By Franklin Burroughs
On Christmas Day, on Christmas Day in the morning, we saw — what? Three ships come sailing in? Mommy kissing Santa Claus? Ten lords a-leaping? Bethlehem, deeply and dreamlessly a-sleeping? Sleighs gliding down snow-banked roads, harness bells a-jingle, frock-coated, hat-tipping Father at the reins, Mother and children wrapped in furs or blankets, calling out season’s greetings to friends and neighbors? An immaculate landscape, a White Christmas, a Winter Wonderland?
None of the above. The images of Christmas that came to us fused and confused geographies, histories, and iconographies: the stony, semi-arid, goat- and sheep-herding Holy Land with its jumbled, inhospitable terrain; the deep-forested European north, where the dire winter cold and darkness threaten to engulf the world forever.
Through some combination of its religious culture, its climate, its pastoral economy, its topography, and its commercial genius, 19th-century New England — farms and villages buttoned up against the cold, logs blazing on the hearth, and snug domesticity — became the American homeland of Christmas, even in South Carolina, where I was raised. Our Christmas cards might have been landscapes from the Holy Land or Victorian London, but instead they mostly showed generic scenes of the New England winter. The Christmas trees that went on sale in my town were fir or spruce from somewhere up that way, never one of our indigenous conifers. In many households, the local ecology’s only contribution to Christmas was unprocessed cotton — combed out, fluffed up, piled around the base, and draped over the lower twigs of the Christmas tree to evoke snow. It fooled nobody, and nobody ever questioned its appropriateness or considered its rich historical irony.

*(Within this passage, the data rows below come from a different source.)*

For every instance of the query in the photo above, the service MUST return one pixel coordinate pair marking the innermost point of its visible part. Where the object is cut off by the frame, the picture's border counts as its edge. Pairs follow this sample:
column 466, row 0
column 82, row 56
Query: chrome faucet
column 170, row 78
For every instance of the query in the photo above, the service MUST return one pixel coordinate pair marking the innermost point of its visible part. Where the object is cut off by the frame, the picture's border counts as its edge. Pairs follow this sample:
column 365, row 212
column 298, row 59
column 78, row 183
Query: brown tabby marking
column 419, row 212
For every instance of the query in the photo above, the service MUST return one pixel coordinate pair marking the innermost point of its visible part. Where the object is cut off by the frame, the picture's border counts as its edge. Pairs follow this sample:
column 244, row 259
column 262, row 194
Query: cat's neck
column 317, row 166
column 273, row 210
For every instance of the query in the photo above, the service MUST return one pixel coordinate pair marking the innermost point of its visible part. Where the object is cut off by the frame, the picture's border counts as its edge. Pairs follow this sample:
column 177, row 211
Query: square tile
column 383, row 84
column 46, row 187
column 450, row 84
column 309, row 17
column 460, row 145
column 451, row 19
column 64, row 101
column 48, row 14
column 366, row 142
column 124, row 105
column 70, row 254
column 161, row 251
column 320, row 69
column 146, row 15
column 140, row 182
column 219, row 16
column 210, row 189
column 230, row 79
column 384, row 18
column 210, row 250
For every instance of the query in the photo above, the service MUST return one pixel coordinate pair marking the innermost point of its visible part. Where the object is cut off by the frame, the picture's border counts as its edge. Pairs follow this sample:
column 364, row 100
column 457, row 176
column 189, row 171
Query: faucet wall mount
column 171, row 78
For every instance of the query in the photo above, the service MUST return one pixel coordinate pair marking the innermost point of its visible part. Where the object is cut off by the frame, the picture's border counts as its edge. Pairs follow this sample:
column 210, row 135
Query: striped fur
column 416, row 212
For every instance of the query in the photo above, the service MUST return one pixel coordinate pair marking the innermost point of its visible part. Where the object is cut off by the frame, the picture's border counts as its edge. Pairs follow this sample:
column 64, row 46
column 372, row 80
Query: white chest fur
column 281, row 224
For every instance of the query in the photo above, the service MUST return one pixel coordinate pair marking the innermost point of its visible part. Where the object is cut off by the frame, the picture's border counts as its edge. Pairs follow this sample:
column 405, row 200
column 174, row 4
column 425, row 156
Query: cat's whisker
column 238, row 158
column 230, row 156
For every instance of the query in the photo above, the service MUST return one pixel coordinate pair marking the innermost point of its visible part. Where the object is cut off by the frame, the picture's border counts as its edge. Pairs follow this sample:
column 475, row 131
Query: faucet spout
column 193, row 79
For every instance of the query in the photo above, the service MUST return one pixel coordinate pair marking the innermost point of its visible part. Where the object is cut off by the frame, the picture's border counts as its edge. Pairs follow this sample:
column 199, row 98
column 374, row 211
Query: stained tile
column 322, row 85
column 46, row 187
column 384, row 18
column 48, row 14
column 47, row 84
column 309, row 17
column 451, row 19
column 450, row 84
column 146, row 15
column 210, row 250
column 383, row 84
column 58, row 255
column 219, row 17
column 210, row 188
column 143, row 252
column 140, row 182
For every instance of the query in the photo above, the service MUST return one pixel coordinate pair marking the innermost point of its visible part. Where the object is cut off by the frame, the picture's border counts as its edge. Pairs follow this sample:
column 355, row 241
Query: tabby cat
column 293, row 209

On Christmas Day in the morning, real snow was what we most dreamed of seeing, my sister and I. We never did. It came very rarely and always later in the winter. At best, we got frost, which in that humid, swampy, alluvial country, was thick, fuzzy, and soft, and made a glittering, if ephemeral, show on the scabby, anthill-pocked lawns of the neighborhood.
My father thought some things from the world of his growing had to change and some did not. One that did not was the Christmas tree. Every December, his kinfolk in the timber business would point him to one tract or another and tell him he was welcome to cut a tree there. He chose carefully — always a longleaf pine from a pair that grew too close together, so that removing one would free the other. The limbs and twigs of longleaf curve up like candelabra, with foot-long needles at the tips instead of candles. Once cut, the tree lacks the fragrance of New England fir — it smells like pure turpentine, evoking artists’ studios or disinfectants. Even when strung with lights and hung with baubles, the tree was airy, open, and skeletal, as though a modernist repudiation of the conventional tannenbaum aesthetic.
I moved to Maine 48 years ago. It’s been a quarter of a century since our family spent a Christmas in South Carolina. Instead, we cut a scruffy balsam from our woodlot, drag it in, deck it out. A wintery vigor and sharpness, tonic in their effects, comes into the house with it, and lingers a few days. Maine often seems closer to the world I grew up in than contemporary South Carolina does. But the landscape of Christmas has turned out to be the landscape of childhood. I look out at the white Christmas we often have up here, and in the mind’s eye, I see sweetgums and cypresses at the edge of the swamp. They are draped with long skeins of Spanish moss, which create an effect of antiquity, melancholy, and, strangely, peace on earth.